Scott Higham is an American investigative journalist and author who documented the corporate and political forces that fueled the opioid epidemic, in addition to conducting other major investigations. He is a five-time Pulitzer Prize finalist and won the Pulitzer twice with his colleagues at The Washington Post. After a 24-year career with The Post, he is now producing investigative projects for Bill Whitaker at 60 Minutes. He is also coauthor of two books.
Duff Wilson is an American investigative reporter, formerly with The New York Times, later with Reuters. He is the first two-time winner of the Harvard University Goldsmith Prize for Investigative Reporting, a two-time winner of the George Polk Award, and a three-time finalist for the Pulitzer Prize.
Alix Marian Freedman is an American journalist, and ethics editor at Thomson Reuters.
Tom McGinty is a Pulitzer Prize-winning investigative journalist known for his use and advocacy of computer-assisted reporting.
Mark Maremont is an American business journalist with the Wall Street Journal. Maremont has worked on reports for the Journal for which the paper received two Pulitzer Prizes.
Jesse Eisinger is an American journalist and author. Winner of the Pulitzer Prize for National Reporting in 2011, he currently works as a senior reporter for ProPublica. His first book, The Chickenshit Club: Why the Justice Department Fails to Prosecute Executives, was published by Simon & Schuster in 2017.
Kirsten Grind is an American journalist and author. She is an investigative reporter for The Wall Street Journal in San Francisco, the co-author of the book Happy At Any Cost, The Revolutionary Vision and Fatal Quest of Zappos CEO Tony Hsieh, and The Lost Bank: The Story of Washington Mutual—The Biggest Bank Failure in American History.

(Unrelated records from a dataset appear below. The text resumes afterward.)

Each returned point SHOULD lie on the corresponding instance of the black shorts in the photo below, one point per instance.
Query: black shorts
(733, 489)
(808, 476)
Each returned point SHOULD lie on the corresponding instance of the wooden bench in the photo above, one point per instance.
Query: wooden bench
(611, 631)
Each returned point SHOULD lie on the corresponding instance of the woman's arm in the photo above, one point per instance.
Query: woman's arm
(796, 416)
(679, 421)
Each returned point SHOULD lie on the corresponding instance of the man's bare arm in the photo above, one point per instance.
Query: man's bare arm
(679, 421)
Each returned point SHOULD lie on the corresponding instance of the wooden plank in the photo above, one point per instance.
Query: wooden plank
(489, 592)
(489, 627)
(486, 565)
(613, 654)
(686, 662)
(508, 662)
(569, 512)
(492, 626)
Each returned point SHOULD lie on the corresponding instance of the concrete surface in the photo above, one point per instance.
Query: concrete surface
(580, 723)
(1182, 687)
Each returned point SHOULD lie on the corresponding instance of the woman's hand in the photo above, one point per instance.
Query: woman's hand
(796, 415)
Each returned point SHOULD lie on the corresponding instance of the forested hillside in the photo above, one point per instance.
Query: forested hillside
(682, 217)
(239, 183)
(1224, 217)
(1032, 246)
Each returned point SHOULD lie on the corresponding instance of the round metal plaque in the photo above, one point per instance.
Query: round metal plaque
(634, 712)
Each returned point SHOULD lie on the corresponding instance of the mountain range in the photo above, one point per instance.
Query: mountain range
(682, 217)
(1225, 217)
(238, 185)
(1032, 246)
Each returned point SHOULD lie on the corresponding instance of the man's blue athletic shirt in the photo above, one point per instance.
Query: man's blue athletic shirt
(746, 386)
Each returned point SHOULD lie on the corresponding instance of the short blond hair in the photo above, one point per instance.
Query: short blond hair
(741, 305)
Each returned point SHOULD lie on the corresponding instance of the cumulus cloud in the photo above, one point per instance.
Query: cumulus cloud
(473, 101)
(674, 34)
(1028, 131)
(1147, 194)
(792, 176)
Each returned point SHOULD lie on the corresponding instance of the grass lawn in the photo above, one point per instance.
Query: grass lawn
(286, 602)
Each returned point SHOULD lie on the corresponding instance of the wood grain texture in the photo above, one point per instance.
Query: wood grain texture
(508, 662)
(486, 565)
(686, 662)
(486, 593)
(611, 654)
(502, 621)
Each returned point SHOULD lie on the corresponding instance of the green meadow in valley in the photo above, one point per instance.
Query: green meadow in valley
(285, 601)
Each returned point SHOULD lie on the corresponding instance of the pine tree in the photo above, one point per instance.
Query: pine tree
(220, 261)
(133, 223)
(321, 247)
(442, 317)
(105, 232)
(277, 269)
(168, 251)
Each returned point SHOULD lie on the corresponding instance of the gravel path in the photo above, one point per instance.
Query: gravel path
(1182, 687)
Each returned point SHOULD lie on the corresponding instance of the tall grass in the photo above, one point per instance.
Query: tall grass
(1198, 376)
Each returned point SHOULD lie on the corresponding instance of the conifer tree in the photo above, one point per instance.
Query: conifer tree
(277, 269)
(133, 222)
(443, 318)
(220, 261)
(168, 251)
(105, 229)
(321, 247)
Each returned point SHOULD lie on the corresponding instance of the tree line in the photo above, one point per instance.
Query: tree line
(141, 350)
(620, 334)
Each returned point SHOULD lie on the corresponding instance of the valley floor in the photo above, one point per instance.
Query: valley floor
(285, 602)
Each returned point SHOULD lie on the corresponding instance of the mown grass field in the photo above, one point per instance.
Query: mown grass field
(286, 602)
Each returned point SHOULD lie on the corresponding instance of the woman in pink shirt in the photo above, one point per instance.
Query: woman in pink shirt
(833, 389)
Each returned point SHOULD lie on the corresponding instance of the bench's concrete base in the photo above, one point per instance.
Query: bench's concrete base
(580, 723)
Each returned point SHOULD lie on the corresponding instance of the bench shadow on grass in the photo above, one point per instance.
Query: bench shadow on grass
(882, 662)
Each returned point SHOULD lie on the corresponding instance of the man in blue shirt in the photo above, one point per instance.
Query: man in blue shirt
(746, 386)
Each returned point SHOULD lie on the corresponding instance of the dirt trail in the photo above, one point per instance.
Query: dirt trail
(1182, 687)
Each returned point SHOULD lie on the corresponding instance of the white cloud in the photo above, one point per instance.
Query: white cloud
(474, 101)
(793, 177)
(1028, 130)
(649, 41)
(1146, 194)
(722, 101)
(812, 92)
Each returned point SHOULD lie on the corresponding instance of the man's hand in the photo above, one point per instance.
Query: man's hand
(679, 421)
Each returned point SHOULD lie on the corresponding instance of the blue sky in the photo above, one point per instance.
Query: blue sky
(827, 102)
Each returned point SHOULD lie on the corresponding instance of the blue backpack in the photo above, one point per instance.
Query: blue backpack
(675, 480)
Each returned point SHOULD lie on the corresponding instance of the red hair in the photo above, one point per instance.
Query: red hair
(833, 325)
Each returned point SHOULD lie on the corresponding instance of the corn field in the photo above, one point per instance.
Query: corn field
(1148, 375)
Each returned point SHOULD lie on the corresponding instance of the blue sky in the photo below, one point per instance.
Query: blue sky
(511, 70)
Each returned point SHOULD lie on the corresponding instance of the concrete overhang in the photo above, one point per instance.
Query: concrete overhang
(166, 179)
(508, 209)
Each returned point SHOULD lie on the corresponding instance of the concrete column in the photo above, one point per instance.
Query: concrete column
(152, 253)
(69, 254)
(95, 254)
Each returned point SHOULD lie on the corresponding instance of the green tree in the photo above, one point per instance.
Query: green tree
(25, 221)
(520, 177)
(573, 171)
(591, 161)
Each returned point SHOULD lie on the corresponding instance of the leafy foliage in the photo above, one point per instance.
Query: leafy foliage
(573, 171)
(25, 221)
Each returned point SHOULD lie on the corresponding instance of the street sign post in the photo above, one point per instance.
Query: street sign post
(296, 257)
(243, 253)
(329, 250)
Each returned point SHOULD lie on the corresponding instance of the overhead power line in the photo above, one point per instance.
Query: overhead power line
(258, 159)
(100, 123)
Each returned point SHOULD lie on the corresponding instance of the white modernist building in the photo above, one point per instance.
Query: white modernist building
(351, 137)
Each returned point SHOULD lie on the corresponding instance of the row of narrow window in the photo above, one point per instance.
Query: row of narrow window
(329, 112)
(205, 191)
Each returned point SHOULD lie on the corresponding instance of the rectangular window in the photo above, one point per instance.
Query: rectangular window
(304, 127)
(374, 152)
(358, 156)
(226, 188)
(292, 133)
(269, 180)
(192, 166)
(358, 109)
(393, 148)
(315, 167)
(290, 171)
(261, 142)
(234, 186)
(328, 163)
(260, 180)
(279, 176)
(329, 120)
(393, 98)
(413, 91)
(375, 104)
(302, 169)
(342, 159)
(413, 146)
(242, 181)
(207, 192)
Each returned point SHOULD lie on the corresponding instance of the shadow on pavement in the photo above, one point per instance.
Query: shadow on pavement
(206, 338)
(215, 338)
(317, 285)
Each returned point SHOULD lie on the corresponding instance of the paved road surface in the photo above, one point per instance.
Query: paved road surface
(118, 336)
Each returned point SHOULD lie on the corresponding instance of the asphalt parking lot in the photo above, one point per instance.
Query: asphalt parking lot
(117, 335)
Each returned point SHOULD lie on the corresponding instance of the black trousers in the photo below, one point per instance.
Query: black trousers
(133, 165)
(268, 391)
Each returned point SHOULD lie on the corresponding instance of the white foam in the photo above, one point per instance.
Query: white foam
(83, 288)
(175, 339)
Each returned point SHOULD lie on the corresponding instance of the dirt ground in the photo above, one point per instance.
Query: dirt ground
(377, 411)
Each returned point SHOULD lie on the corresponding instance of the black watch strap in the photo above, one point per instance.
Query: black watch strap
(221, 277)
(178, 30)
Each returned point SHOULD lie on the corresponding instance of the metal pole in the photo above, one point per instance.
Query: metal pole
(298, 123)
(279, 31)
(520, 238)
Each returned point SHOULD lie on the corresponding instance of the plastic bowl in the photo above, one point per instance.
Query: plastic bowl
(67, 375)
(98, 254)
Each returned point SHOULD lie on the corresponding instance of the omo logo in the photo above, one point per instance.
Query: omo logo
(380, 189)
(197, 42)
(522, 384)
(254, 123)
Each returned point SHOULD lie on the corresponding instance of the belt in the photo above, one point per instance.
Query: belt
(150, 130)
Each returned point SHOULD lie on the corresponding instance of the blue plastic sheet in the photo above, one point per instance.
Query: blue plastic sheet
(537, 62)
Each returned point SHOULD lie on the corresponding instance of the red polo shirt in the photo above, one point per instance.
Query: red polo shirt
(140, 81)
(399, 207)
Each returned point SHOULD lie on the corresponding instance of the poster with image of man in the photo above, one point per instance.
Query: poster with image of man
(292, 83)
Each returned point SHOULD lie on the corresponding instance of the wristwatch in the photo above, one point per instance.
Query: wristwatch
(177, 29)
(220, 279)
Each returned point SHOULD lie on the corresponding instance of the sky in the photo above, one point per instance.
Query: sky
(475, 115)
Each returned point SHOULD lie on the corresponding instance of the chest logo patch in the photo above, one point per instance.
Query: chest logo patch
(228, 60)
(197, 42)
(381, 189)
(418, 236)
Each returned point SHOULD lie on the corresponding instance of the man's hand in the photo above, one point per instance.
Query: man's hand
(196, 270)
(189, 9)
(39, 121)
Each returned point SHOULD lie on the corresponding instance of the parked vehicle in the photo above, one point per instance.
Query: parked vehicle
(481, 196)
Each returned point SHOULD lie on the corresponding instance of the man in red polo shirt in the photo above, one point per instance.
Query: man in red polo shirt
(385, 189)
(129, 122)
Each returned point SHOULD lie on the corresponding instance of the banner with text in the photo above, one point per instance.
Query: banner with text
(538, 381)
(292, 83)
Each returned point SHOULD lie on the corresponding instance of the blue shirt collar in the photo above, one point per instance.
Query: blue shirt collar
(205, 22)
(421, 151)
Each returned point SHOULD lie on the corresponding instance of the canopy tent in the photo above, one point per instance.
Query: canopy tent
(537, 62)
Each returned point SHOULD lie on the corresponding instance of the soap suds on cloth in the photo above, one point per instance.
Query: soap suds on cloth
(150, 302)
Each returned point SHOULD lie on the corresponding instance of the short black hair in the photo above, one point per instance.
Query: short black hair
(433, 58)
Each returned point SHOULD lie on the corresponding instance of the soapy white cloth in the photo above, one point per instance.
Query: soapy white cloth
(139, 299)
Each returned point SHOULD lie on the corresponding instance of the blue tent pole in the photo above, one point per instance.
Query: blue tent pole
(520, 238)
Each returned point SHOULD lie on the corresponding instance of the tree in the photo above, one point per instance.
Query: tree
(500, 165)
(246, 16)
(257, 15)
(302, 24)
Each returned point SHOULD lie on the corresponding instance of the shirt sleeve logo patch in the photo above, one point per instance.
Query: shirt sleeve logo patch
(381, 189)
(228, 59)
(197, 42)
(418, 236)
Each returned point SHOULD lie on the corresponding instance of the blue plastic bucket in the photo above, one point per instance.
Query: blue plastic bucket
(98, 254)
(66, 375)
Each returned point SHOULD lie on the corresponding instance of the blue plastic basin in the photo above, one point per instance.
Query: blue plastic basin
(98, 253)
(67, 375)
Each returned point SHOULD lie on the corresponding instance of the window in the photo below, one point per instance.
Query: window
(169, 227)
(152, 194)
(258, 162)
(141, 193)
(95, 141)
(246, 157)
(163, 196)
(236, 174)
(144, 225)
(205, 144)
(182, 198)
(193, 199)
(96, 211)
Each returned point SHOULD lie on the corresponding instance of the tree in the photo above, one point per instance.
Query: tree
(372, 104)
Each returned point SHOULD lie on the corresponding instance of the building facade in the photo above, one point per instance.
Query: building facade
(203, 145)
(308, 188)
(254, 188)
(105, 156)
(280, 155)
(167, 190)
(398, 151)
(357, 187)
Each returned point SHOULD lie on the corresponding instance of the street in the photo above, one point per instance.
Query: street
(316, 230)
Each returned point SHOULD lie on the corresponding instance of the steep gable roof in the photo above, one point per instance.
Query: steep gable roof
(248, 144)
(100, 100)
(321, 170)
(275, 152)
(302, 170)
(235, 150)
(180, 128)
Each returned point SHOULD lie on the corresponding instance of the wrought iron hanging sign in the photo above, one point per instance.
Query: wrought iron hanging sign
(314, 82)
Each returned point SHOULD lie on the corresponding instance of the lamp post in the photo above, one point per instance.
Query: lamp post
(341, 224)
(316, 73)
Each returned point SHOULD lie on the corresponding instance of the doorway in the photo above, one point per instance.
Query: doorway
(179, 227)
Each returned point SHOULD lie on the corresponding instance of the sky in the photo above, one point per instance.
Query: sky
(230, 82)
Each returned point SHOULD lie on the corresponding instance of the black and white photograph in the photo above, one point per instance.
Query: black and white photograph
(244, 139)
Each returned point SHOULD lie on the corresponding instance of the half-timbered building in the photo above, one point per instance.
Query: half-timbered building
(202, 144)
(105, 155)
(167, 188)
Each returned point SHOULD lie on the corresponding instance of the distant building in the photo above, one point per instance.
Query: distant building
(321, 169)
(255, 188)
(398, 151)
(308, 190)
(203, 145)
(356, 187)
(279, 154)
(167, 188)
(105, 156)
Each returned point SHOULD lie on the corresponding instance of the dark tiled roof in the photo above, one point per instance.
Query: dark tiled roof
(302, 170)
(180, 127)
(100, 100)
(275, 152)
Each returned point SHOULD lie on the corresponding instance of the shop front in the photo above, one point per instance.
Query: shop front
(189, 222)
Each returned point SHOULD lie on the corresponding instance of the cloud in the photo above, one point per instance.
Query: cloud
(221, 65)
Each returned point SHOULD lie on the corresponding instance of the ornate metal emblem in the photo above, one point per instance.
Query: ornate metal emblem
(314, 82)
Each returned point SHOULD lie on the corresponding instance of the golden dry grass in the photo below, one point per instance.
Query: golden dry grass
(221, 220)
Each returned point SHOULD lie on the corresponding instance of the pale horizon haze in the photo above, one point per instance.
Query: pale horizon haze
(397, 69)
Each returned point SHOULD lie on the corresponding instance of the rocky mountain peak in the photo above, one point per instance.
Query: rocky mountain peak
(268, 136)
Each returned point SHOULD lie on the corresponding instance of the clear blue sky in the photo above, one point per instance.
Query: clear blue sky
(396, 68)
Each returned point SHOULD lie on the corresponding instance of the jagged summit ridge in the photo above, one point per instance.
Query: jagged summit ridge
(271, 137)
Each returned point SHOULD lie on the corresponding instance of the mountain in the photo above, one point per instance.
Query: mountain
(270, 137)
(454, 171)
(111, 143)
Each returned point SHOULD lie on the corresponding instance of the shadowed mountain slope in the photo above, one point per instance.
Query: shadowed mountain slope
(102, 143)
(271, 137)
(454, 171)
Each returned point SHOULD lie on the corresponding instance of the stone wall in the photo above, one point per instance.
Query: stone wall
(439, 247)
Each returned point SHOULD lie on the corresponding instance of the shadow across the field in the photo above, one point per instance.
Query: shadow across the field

Russell Gold is an author and journalist for Texas Monthly. He was previously an investigative reporter for The Wall Street Journal and the San Antonio Express-News and suburban correspondent for The Philadelphia Inquirer.
Vanessa O'Connell is a journalist at Reuters and co-author of Wheelmen: Lance Armstrong, the Tour de France, and the Greatest Sports Conspiracy Ever. As an editor and reporter, O'Connell wrote award-winning stories at The Wall Street Journal.
John Carreyrou is a French-American investigative reporter at The New York Times. Carreyrou worked for The Wall Street Journal for 20 years between 1999 and 2019 and has been based in Brussels, Paris, and New York City. He won the Pulitzer Prize twice and is well known for having exposed the fraudulent practices of the multibillion-dollar blood-testing company Theranos in a series of articles published in The Wall Street Journal.
Susanne Craig is a Canadian investigative journalist who works at The New York Times. She was the reporter to whom Donald Trump's 1995 tax returns were anonymously mailed during the 2016 presidential election. In 2018, Craig was an author of The New York Times investigation into Donald Trump's wealth that found the president inherited hundreds of millions of dollars from his father, some through fraudulent tax schemes. She won the Pulitzer Prize for Explanatory Reporting in 2019 for this coverage.
Eric Eyre is an American journalist and investigative reporter, best known for winning the Pulitzer Prize in investigative reporting for exposing the opioid crisis in West Virginia. He was a statehouse reporter for the Charleston Gazette-Mail. He resigned his position in April 2020. He is also the author of the book, Death in Mud Lick: A Coal Country Fight Against the Drug Companies That Delivered the Opioid Epidemic.
Anthony Cormier is an American journalist with BuzzFeed News, and formerly with the Tampa Bay Times and the Sarasota Herald-Tribune. Cormier was a co-recipient of the 2016 Pulitzer Prize for Investigative Reporting.